Royalty or License payments were the single largest payment category by dollar value, $1.20 billion (30.7% of all General Payments dollars), but came from only 15,496 records. That is an average of about $77,700 per record, and reflects a small number of very large licensing arrangements rather than routine HCP engagement.
By contrast, Food and Beverage was the most common transaction by far: 14.76 million records (91.5% of all records) but only $443 million (11.3% of dollars). The two categories tell opposite stories; one is high dollar value concentrated in very few transactions, the other is high volume spread across nearly every record in the file.
Covered Recipient Physicians accounted for $2.62 billion across 10.13 million records, about two-thirds of all General Payments dollars. Teaching hospitals received $1.03 billion from just 35,569 records, an average of roughly $28,900 per record, by far the highest per-record value of any recipient type. Non-physician practitioners (nurse practitioners, physician assistants, and similar roles, added to Open Payments reporting under the 21st Century Cures Act) accounted for $270.5 million across 5.97 million records.
Among physician specialties, Orthopaedic Surgery led by dollar value at $332.1 million, followed by Internal Medicine ($193.2M), Neurology ($102.9M), Dermatology ($101.8M), and Neurological Surgery ($94.2M). In total, 391 distinct specialty combinations appear in the data.
1,854 distinct manufacturers and group purchasing organizations submitted records in Program Year 2025. The top of the list, however, is shaped by a few large one-time items rather than broad-based spending:
The gap between BioNTech's record count (147) and its dollar total ($536M) versus AbbVie's broad footprint (1.68M records, $201.5M) illustrates why manufacturer rankings by dollar value alone can be misleading without also looking at record count and payment nature.
Pennsylvania recipients received the highest total General Payments of any state, $713.3 million, ahead of California ($423.8M), New York ($260.0M), Texas ($241.2M), and Florida ($231.6M). Payments were reported across 60 distinct state/territory codes.
A few figures stood out from a monitoring and audit-readiness perspective:
Only 305 of 16.13 million records (0.0019%) were flagged as disputed in this publication, a very low rate, though a low dispute rate is not the same as a low-risk data set. Most compliance exposure surfaces well before a formal CMS dispute is ever filed.
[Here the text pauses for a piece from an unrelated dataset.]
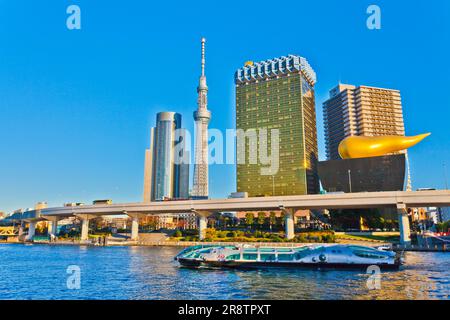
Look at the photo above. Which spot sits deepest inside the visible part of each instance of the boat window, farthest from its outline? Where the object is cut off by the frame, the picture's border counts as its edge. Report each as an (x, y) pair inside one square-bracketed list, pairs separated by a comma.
[(249, 256), (302, 254), (268, 257), (367, 254), (285, 257)]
And 93.6% of records were tied to a specific covered drug, biologic, or device, underscoring how closely payment activity tracks specific products, exactly the kind of product-level linkage that internal monitoring should be validating continuously, not just once a year at submission time.
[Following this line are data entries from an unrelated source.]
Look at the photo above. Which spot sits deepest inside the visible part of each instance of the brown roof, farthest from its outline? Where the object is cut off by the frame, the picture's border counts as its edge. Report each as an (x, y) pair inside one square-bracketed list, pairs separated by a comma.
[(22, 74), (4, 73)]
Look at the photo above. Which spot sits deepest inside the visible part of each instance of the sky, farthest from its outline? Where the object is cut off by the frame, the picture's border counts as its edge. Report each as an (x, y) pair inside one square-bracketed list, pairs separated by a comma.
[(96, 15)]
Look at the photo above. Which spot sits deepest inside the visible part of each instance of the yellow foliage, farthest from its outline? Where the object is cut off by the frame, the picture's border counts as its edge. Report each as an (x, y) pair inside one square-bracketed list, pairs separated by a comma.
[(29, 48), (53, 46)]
86.2% of all records were in-kind items and services, while representing only 17.2% of total dollars, a reminder that expense monitoring programs built to catch dollar-value outliers can still miss volume-based policy violations hiding in high-frequency, low-dollar transactions.
The scale of this file, over 16 million records from 1,854 manufacturers, is a reminder of why manual, sample-based expense review leaves so much unexamined. qordata's Expense Monitoring & Auditing (EMA) solution is built to analyze 100% of expense data rather than a sample, and Compliance Central unifies transparency reporting, monitoring, and HCP engagement tracking so patterns like the ones above surface long before the next Open Payments publication, not after.
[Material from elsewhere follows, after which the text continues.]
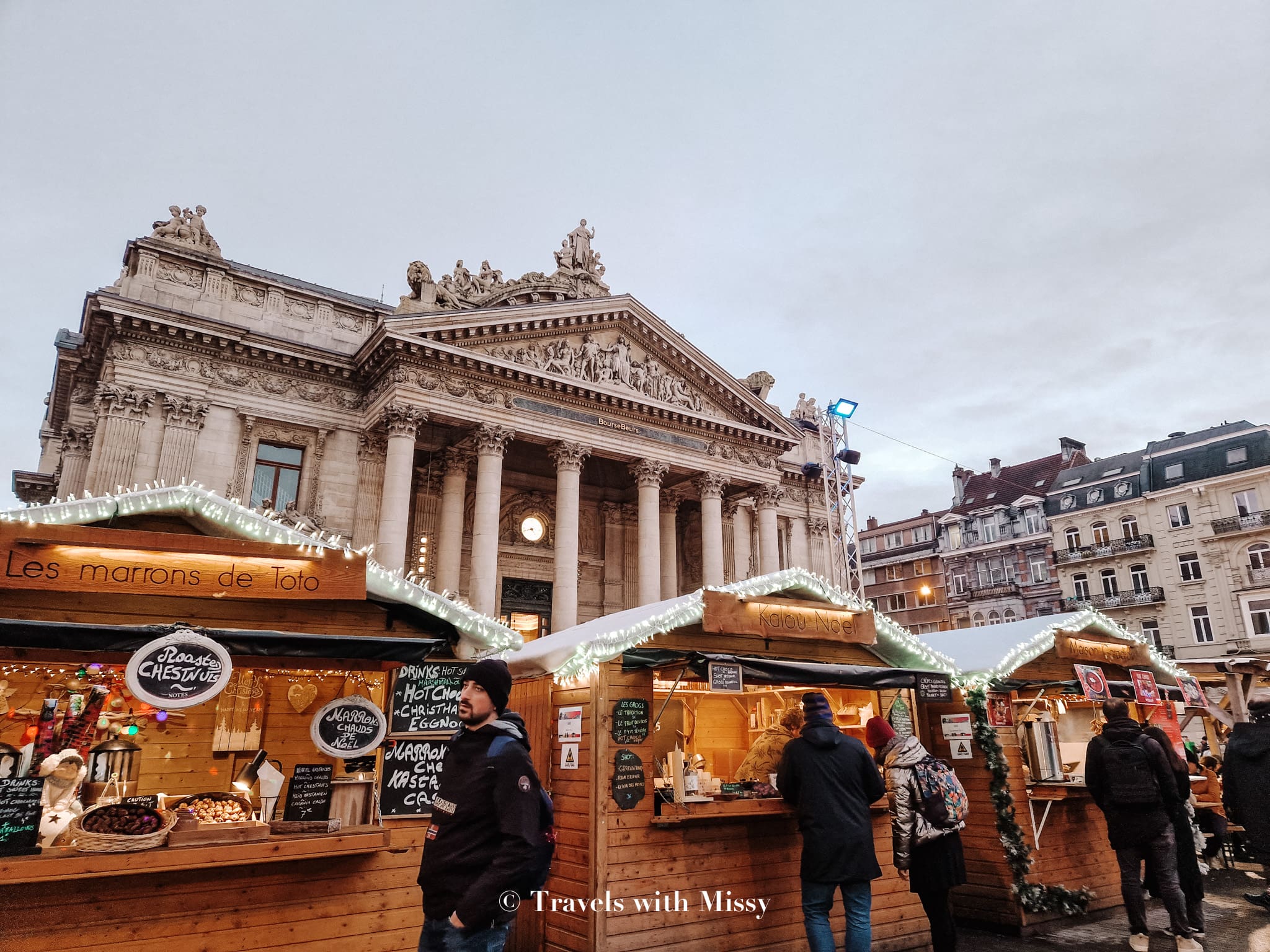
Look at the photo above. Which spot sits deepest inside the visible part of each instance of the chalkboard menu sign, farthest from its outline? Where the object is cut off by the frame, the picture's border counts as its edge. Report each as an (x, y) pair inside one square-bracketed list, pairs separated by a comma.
[(426, 699), (309, 794), (628, 778), (630, 720), (19, 815), (412, 776), (178, 671), (349, 726), (934, 687), (726, 677)]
Methodology: Figures are computed directly from CMS's Program Year 2025 General Payments detail file (OP_DTL_GNRL_PGYR2025_P06302026), published June 30, 2026, and reflect 16,131,854 of 16,131,942 total data rows (99.9995%); a small number of rows were excluded due to CSV formatting edge cases and the omission is immaterial to the totals above. Figures reflect General Payments only and exclude CMS's separate Research Payments and Ownership/Investment Interest files.